The parents exchanged glances. "Ok, shoes on kids!'
We talked about it around the fire later that night. If something serious happened out here, Utto and Zack's little medical kit would be of very little use. The reality of it is that you’d be in quite a pickle.
And right there is something I’ve always liked about Africa and Africans - about my roots: the attitude towards risk. I don’t think the adventure we had could exist in Australia, the UK, or most developed countries. Or at least not without a lot more bells and whistles. Things are simple on the Orange: two guides, life jackets required only at the large rapids, kids are welcome (even my 5-year-old, who is not what you’d call a strong swimmer) at your own risk. And there are many risks - too many to 100% account for. (In the evenings, the guides do a little perimeter walk to look for fresh leopard footprints before you set up camp.) If you had to have a strategy to mitigate all of the risks, it would very likely not be financially or practically viable for the little company that runs the trips.
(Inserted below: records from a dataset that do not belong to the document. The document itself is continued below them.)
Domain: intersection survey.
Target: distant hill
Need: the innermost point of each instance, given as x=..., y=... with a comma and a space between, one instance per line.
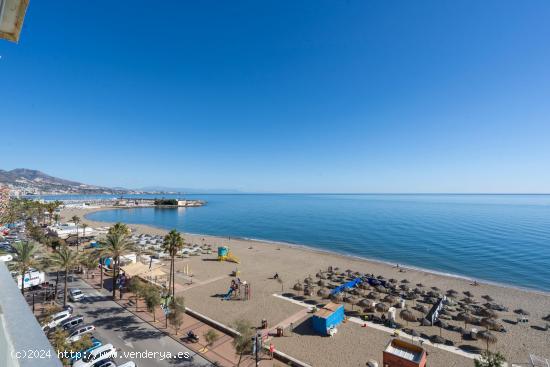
x=29, y=181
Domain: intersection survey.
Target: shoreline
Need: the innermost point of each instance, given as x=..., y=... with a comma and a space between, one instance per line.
x=310, y=248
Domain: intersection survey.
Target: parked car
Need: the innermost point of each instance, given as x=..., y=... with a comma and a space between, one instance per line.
x=96, y=343
x=57, y=319
x=76, y=333
x=72, y=322
x=102, y=353
x=76, y=294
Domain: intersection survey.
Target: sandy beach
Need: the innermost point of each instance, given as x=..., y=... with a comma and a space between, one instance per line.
x=353, y=345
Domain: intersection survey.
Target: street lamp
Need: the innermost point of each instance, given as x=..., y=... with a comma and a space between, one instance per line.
x=12, y=14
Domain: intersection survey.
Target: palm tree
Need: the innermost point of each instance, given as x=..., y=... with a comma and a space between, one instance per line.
x=64, y=259
x=116, y=245
x=173, y=242
x=76, y=220
x=24, y=259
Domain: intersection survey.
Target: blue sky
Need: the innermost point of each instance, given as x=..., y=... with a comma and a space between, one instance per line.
x=283, y=96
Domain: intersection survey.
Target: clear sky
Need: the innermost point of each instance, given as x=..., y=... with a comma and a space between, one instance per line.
x=282, y=96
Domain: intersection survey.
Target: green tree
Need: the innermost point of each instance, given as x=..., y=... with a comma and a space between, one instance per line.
x=243, y=341
x=137, y=287
x=490, y=359
x=24, y=259
x=177, y=310
x=211, y=337
x=76, y=220
x=64, y=259
x=152, y=299
x=173, y=242
x=116, y=245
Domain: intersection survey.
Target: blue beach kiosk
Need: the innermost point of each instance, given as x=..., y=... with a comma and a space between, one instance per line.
x=328, y=317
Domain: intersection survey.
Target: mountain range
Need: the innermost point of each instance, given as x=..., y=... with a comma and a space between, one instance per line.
x=29, y=181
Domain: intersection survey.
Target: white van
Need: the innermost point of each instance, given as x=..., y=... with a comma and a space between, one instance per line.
x=57, y=319
x=76, y=333
x=99, y=354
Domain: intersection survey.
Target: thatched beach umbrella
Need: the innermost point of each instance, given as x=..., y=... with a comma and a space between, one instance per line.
x=407, y=315
x=323, y=293
x=364, y=302
x=521, y=311
x=442, y=325
x=488, y=323
x=352, y=301
x=452, y=293
x=489, y=338
x=337, y=298
x=421, y=308
x=487, y=298
x=382, y=307
x=372, y=295
x=369, y=308
x=437, y=339
x=466, y=317
x=489, y=313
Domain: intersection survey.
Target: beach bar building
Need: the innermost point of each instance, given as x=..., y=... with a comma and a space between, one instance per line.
x=328, y=317
x=400, y=353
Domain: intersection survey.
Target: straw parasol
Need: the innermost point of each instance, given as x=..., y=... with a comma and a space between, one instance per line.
x=442, y=325
x=337, y=298
x=489, y=337
x=382, y=307
x=468, y=294
x=487, y=312
x=372, y=295
x=452, y=293
x=364, y=303
x=488, y=323
x=407, y=315
x=521, y=311
x=323, y=293
x=437, y=339
x=487, y=298
x=466, y=317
I suspect that if that trip had to be run as a paid activity here in Aus, the company would need an expensive insurance policy, guides certified in CPR, a medical kit with anti-venom for each critter out there, a satellite phone, lifejackets at all times, no children under 12 allowed, no walking without shoes, and definitely no swimming in the rapids - something that was actively encouraged as a fun activity on our trip. You just wouldn’t take it on. And that would be a shame, because if they let the fear of potential mishaps stop them from running these tours, they would take away the opportunity for people to have an amazing experience.
Of course, you can take this too far. Controls, planning, and safety checks are essential. I’m not advocating recklessness. But when our decisions are determined primarily by all the things that could possibly go wrong, we risk sacrificing much of the richness of life, and we sidestep many opportunities.
There are scorpions everywhere, but you can usually ‘make a plan’.